„Wiślanką” na narty jednak dojedziesz
Mieszkańcy naszego regionu wybierający się na śnieżne szaleństwo do popularnych ośrodków w Beskidach dojadą na miejsce bez większych utrudnień.
Jeszcze niedawno wydawało się, że droga krajowa nr 81 w kierunku Skoczowa czyli popularna „wiślanka” zostanie całkowicie zamknięta na wysokości Wiślicy. Na tym odcinku droga ułożona jest na skarpie, która w czasie powodzi w 2010 roku została podmyta przez wody pobliskiej rzeki. Wskutek tego jezdnia popękała i konieczne było jej zamknięcie dla ruchu. Prowizorycznie ją naprawiono i ruch po kilku tygodniach przywrócono. Na ten rok przewidziano jednak gruntowny remont uszkodzonej skarpy, polegający na wbiciu w skarpę pali umacniających jej konstrukcję. Administrująca drogą Generalna Dyrekcja Dróg Krajowych i Autostrad zapowiadała całkowite zamknięcie drogi na czas robót, czyli nawet na rok! Teraz jednak drogowcy zmienili zdanie.
Będą utrudnienia
- Przez cały czas trwania remontu DK 81 zamknięta będzie jedna z jezdni. Nie wykluczamy także możliwości wprowadzenia ruchu wahadłowego, chociaż jest to ostateczność i mamy nadzieję, że taki krok nie będzie konieczny. Należy jednak przygotować się na duże utrudnienia.

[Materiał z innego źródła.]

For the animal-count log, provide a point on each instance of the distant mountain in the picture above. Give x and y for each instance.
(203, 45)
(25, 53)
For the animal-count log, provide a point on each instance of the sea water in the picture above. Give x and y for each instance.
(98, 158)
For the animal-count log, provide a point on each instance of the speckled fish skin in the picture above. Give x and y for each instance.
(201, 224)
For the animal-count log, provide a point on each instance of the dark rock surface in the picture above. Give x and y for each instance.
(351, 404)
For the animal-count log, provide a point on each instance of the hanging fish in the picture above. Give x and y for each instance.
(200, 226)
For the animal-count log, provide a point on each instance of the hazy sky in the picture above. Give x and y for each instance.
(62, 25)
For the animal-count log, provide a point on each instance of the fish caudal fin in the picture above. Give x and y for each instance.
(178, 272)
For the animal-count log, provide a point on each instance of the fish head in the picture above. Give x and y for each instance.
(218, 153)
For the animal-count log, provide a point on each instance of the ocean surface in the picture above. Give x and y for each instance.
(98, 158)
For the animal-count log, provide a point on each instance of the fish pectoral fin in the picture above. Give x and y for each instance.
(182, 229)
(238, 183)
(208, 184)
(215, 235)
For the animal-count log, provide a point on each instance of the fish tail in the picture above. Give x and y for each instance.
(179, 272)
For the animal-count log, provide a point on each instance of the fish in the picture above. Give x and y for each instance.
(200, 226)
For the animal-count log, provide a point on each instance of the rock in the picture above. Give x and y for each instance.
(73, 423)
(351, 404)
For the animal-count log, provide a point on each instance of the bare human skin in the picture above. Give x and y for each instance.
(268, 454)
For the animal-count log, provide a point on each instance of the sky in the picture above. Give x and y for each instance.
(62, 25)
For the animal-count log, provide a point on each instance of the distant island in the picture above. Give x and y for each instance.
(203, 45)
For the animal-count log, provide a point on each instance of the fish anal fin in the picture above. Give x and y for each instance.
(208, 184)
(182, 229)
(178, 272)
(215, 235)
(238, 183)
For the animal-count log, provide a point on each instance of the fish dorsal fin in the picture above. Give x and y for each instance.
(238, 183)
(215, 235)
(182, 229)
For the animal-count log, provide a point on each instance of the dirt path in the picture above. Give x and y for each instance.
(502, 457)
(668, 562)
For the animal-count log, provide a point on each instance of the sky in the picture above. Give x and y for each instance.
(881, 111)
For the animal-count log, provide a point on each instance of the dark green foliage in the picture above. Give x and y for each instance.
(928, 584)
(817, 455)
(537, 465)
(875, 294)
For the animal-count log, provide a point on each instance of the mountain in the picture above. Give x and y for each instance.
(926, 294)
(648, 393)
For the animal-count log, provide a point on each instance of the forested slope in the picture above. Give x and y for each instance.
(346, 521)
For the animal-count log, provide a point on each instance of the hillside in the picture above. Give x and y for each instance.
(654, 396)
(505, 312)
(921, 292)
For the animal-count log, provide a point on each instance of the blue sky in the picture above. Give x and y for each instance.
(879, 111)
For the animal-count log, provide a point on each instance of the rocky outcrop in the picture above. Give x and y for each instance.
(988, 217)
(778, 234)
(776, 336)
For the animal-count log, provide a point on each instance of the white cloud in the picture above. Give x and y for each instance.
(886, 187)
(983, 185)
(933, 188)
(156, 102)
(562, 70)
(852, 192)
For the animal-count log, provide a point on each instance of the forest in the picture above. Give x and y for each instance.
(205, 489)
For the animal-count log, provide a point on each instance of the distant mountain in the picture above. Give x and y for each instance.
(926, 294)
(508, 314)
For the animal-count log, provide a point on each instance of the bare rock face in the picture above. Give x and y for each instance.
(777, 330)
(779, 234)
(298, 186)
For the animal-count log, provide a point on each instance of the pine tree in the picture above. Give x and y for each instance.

Przed wyjechaniem w trasę warto zapoznać się z „Mapą planowania podróży” zamieszczoną w naszej stronie internetowej – mówi Dorota Marzyńska-Kotas, rzecznik prasowy katowickiego oddziału GDDKiA.
(art)
Mieszkańcom Raciborza polecam trasę przez Czechy, w Bohuminie wskakujesz na drogę nr 67 aż do Czeskiego Cieszyna potem na E75 i na koniec wpadasz na Wiślanke.